In S510, S520, S530, S540, and S550, it is determined three times whether the value is recorded in the memory when instructions are performed through emulation and, when the address of the memory in which the value is recorded has fixed address intervals, it is determined that the shell code is the polymorphic shell code.

At this time, the three times are previously set and can be increased and reduced if necessary.

Hereinafter, processes of actually performing detection through the method according to the present invention will be described with reference to codes.

0000 31 c9 xor ecx, ecx 0002 da c7 fcmovb st(0), st(7) 0004 b1 23 mov c1, 23 0006 d9 74 24 f4 fnstenv 14/28byte[esp−0c] 000A bf 78 0f 5e f3 mov edi, f35e0f78 000F 5b pop ebx 0010 31 7b 15 xor[ebx+15], edi 0013 03 7b 15 add edi, [ebx+15] 0016 83 c3 04 add ebx, 4 0019 e2 f5 loop 0010

When disassemble is performed every byte with respect to the codes, the instruction of fnstenv 14/28 byte[esp-0xc] is detected in the value of d9 of the address of 0006.

Therefore, the value of the 0x00000006 that is the address of the currently executed code is stored in the virtual stack.

When recursive disassemble is performed from the instruction, the value stored in the stack by pop ebx is stored in ebx. Therefore, ebx is recorded in the register table as a register item.

When recursive disassemble is performed from the address of 0010, xor [ebx+15], edi that is the instruction that reads the value of the memory using ebx is detected.

ebx is the register item previously recorded in the register table. However, edi is not the register item previously recorded in the register table. Therefore, edi is recorded in the search table.

Then, when analysis is continuously performed in the inverse direction of the instruction before emulation, mov edi, f35e0f78 that defines the value of edi is detected. That is, the instruction that defines edi is found out. Therefore, it is recorded that the value of edi of the search table is defined.

Since all of the register items of the search table are defined, emulation is performed from the address of 0006.

When xor [ebx+15], edi that records data in the memory by loop 0010 of the address of 0019 is executed three times, the pattern of the polymorphic shell code that has fixed address intervals and whose value is recorded in the memory is detected.

Hereinafter, codes by which the address of the currently executed code is stored in a register item and is moved to another register item will be described as follows.

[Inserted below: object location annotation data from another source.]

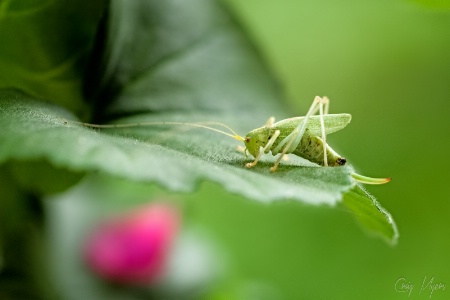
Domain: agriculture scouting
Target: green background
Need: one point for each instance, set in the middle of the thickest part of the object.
(388, 64)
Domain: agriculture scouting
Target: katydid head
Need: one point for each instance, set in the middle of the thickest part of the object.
(251, 141)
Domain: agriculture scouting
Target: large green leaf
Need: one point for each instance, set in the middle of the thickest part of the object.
(170, 61)
(172, 157)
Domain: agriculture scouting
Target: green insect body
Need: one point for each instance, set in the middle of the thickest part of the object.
(301, 136)
(311, 147)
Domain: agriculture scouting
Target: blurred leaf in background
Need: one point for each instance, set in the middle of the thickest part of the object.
(387, 63)
(191, 61)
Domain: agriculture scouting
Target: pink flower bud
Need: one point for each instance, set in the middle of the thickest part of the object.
(133, 248)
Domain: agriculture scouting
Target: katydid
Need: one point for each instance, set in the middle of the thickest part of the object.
(300, 136)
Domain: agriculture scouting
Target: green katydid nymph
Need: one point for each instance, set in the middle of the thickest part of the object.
(300, 136)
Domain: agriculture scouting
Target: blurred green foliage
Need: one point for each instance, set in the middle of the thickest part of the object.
(385, 62)
(388, 64)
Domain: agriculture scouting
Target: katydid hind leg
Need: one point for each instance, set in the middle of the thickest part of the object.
(293, 140)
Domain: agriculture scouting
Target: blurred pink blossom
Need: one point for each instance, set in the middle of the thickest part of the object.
(132, 249)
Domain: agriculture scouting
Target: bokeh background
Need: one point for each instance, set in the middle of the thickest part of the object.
(385, 62)
(388, 64)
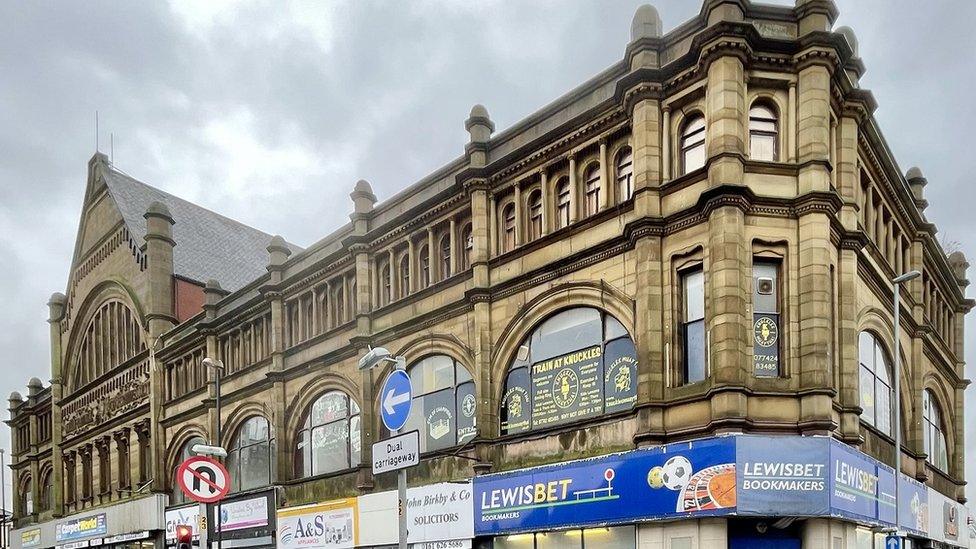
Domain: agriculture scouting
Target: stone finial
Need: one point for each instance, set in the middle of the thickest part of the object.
(646, 23)
(362, 197)
(479, 124)
(848, 33)
(959, 265)
(55, 307)
(917, 183)
(278, 251)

0002 59 pop ecx 0003 eb 05 jump 000a 0005 e8 f8 ff ff ff call 0002 000A 49 dec ecx 000B 49 dec ecx ... 001B 49 dec ecx 001C 51 push ecx 001D 5a pop edx 001E 6a 46 push 46 *870020 58 pop eax 0021 30 42 31 xor [edx+31], al

The address of 0002 is called from the instruction having the address of 0005 and the address of the currently executed code is recorded in the register table as the register item of ecx. Then, ecx is recorded in the register table as another register item of edx through the instruction of push ecx of the address of 001C and the instruction of 001D 5a pop edx. Then, the register item of edx having the same register value is used for reading the memory by the instruction of xor [edx+31], a1. Therefore, it is determined whether the register value moves between the register items and emulation is performed after a connection relationship between the register items is completely grasped so that it is determined whether data has the decoding routine of the polymorphic shell code.

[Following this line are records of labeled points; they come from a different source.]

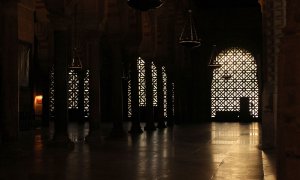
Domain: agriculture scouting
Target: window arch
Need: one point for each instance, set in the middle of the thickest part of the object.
(141, 81)
(73, 91)
(165, 101)
(154, 83)
(236, 78)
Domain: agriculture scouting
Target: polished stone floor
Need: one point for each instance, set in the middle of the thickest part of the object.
(209, 151)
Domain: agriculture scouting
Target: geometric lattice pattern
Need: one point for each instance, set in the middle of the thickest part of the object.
(73, 90)
(237, 77)
(129, 106)
(173, 99)
(51, 92)
(141, 81)
(154, 83)
(164, 77)
(86, 94)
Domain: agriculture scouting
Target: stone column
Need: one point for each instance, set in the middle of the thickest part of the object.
(9, 72)
(150, 126)
(95, 116)
(288, 122)
(160, 99)
(135, 118)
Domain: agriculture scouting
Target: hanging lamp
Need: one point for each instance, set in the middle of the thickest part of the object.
(188, 36)
(144, 5)
(76, 62)
(212, 61)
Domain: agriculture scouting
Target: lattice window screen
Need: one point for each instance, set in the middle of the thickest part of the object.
(51, 92)
(154, 83)
(164, 76)
(141, 81)
(73, 92)
(237, 77)
(173, 99)
(86, 94)
(73, 89)
(129, 99)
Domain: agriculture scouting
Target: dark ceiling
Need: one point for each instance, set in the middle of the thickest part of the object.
(226, 3)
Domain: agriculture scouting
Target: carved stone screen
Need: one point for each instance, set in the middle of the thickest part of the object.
(73, 92)
(51, 92)
(141, 81)
(164, 77)
(236, 78)
(73, 89)
(154, 83)
(86, 94)
(129, 112)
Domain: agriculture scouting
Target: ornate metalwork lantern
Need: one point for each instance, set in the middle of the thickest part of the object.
(212, 61)
(189, 37)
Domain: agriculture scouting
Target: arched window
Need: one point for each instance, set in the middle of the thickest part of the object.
(164, 76)
(73, 92)
(173, 99)
(236, 78)
(154, 83)
(86, 94)
(129, 105)
(141, 81)
(51, 92)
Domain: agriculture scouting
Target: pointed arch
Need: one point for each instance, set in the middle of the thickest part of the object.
(235, 79)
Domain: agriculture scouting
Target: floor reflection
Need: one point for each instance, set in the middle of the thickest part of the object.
(198, 151)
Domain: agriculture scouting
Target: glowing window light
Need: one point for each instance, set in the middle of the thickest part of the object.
(237, 77)
(154, 83)
(164, 77)
(141, 81)
(129, 99)
(73, 92)
(51, 92)
(86, 94)
(73, 89)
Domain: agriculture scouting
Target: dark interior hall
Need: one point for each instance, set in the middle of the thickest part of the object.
(149, 89)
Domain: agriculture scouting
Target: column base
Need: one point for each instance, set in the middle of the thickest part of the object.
(170, 123)
(117, 132)
(135, 129)
(150, 127)
(161, 125)
(61, 141)
(94, 137)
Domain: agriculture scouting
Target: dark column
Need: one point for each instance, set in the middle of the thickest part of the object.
(60, 75)
(135, 118)
(9, 72)
(160, 98)
(95, 116)
(150, 126)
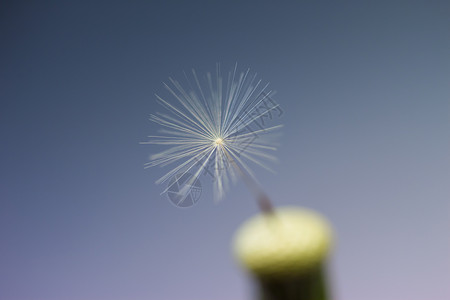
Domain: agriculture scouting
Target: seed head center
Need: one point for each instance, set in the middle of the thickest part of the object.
(218, 142)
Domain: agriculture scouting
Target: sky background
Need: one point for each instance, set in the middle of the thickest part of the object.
(364, 86)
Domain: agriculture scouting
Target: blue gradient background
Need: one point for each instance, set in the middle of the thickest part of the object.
(365, 90)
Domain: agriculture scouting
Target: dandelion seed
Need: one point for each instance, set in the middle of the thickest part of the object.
(210, 127)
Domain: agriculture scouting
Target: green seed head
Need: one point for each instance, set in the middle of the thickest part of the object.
(285, 243)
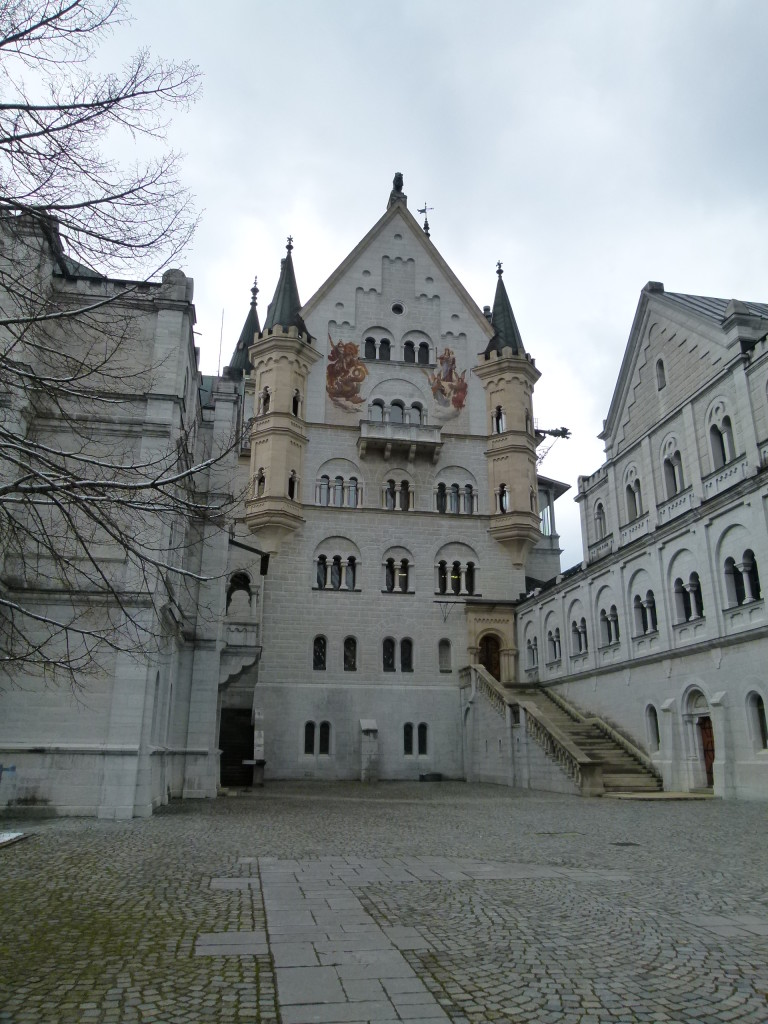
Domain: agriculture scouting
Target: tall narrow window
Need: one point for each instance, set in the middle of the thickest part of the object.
(309, 737)
(442, 578)
(456, 578)
(408, 738)
(407, 655)
(387, 654)
(441, 498)
(350, 654)
(322, 571)
(443, 655)
(350, 572)
(325, 738)
(422, 738)
(389, 574)
(318, 653)
(402, 576)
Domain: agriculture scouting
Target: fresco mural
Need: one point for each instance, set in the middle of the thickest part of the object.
(344, 375)
(448, 385)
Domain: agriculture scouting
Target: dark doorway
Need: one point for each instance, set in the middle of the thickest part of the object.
(489, 656)
(236, 742)
(708, 747)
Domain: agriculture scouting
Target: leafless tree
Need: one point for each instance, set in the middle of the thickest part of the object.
(98, 523)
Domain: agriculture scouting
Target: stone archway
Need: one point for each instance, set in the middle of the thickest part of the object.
(488, 654)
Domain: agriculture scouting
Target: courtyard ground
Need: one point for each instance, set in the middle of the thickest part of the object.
(418, 902)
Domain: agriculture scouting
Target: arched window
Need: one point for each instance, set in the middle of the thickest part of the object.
(454, 499)
(402, 576)
(407, 655)
(758, 723)
(318, 653)
(408, 738)
(390, 496)
(443, 655)
(336, 572)
(239, 583)
(422, 738)
(441, 498)
(469, 578)
(503, 498)
(322, 571)
(325, 738)
(309, 737)
(338, 491)
(673, 474)
(404, 496)
(651, 722)
(387, 654)
(352, 493)
(600, 520)
(350, 572)
(456, 578)
(442, 578)
(350, 654)
(389, 574)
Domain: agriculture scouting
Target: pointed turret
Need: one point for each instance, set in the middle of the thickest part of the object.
(508, 376)
(240, 361)
(506, 340)
(285, 309)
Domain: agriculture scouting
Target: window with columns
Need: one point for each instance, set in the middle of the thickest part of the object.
(644, 610)
(456, 578)
(336, 572)
(579, 641)
(338, 492)
(688, 601)
(741, 580)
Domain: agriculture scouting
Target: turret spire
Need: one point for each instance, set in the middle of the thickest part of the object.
(506, 340)
(285, 308)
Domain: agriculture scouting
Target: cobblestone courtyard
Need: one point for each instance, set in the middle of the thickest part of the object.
(418, 902)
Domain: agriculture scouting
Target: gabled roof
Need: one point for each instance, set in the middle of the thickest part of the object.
(398, 210)
(240, 363)
(503, 322)
(285, 309)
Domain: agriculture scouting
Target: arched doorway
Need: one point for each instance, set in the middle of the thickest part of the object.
(489, 655)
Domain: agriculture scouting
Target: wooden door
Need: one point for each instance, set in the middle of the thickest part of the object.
(489, 655)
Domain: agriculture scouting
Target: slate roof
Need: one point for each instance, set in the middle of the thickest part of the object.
(506, 334)
(285, 307)
(713, 308)
(240, 363)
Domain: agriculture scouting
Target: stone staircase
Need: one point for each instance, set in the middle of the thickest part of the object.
(624, 768)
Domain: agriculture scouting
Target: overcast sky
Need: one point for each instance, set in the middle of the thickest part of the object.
(590, 145)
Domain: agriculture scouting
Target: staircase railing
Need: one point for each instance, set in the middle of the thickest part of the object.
(606, 730)
(585, 772)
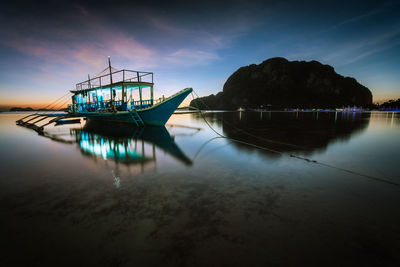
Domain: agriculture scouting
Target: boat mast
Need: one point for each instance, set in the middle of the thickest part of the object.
(109, 67)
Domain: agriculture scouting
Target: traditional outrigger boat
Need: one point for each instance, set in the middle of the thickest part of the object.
(121, 96)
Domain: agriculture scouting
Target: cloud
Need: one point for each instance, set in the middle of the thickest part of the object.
(188, 57)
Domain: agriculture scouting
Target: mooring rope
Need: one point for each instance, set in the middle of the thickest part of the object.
(379, 179)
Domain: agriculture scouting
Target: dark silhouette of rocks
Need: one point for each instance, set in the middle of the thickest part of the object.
(278, 83)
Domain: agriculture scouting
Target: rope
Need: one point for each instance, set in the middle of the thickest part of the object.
(379, 179)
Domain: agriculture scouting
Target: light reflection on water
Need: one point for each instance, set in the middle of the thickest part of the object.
(113, 195)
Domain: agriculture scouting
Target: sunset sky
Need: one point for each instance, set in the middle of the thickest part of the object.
(48, 47)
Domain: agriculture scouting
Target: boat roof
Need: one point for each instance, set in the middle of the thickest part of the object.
(116, 78)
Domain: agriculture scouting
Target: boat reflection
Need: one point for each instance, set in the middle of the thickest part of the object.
(288, 132)
(126, 144)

According to the present invention, computer readable codes are realized in computer readable recording media. The computer readable recording media include all kinds of recording apparatuses in which data that can be read by a computer system is stored. The computer readable recording media include a read only memory (ROM), a random access memory (RAM), a CD_ROM, a magnetic tape floppy disk, and an optical data storage apparatus. In addition, the recording medium realized in the form of a carrier wave (for example, transmission through the Internet) is included. In addition, the computer readable recording media are dispersed into the computer system connected by a network so that the computer readable codes can be stored and executed.

Although embodiments of the present invention have been described with reference to drawings, these are merely illustrative, and those skilled in the art will understand that various modifications and equivalent other embodiments of the present invention are possible. Consequently, the true technical protective scope of the present invention must be determined based on the technical spirit of the appended claims.

Claims

1. A method of detecting a polymorphic shell code, comprising:

determining whether an address of a currently executed code is stored in a register table in order to detect instruction that finds out an address of an encoded code in received network data;

determining whether a register item in which the address of the currently executed code is stored is used as an input of instruction that operates a memory;

detecting instructions that define remaining register items used as the input of the instruction that operates the memory when the address of the currently executed code is used as the input of the instruction that operates the memory; and

performing emulation from instruction that stores the address of the currently executed code stored in the register table in a stack or instruction positioned first among instructions that define the remaining register items and a shell code is determined as a polymorphic shell code when data is stored in the memory as a result of performing the emulation.

2. The method of claim 1, wherein detecting the instruction that finds out the address of the encoded code comprises:

performing disassemble of the received data;

determining whether instruction that stores the address of the currently executed code among disassembled codes in a stack exists; and

determining whether the value stored in the stack by the detected instruction is stored in a register table.

3. The method of claim 2, wherein detecting the instruction that finds out the address of the encoded code further comprises detecting a change in a position of the stack while performing disassemble from the detected instruction when it is determined that the instruction that stores the address of the currently executed code in the stack exists,

wherein detecting the change in the position of the stack is terminated when the value stored in the stack by the detected instruction is stored in a register table.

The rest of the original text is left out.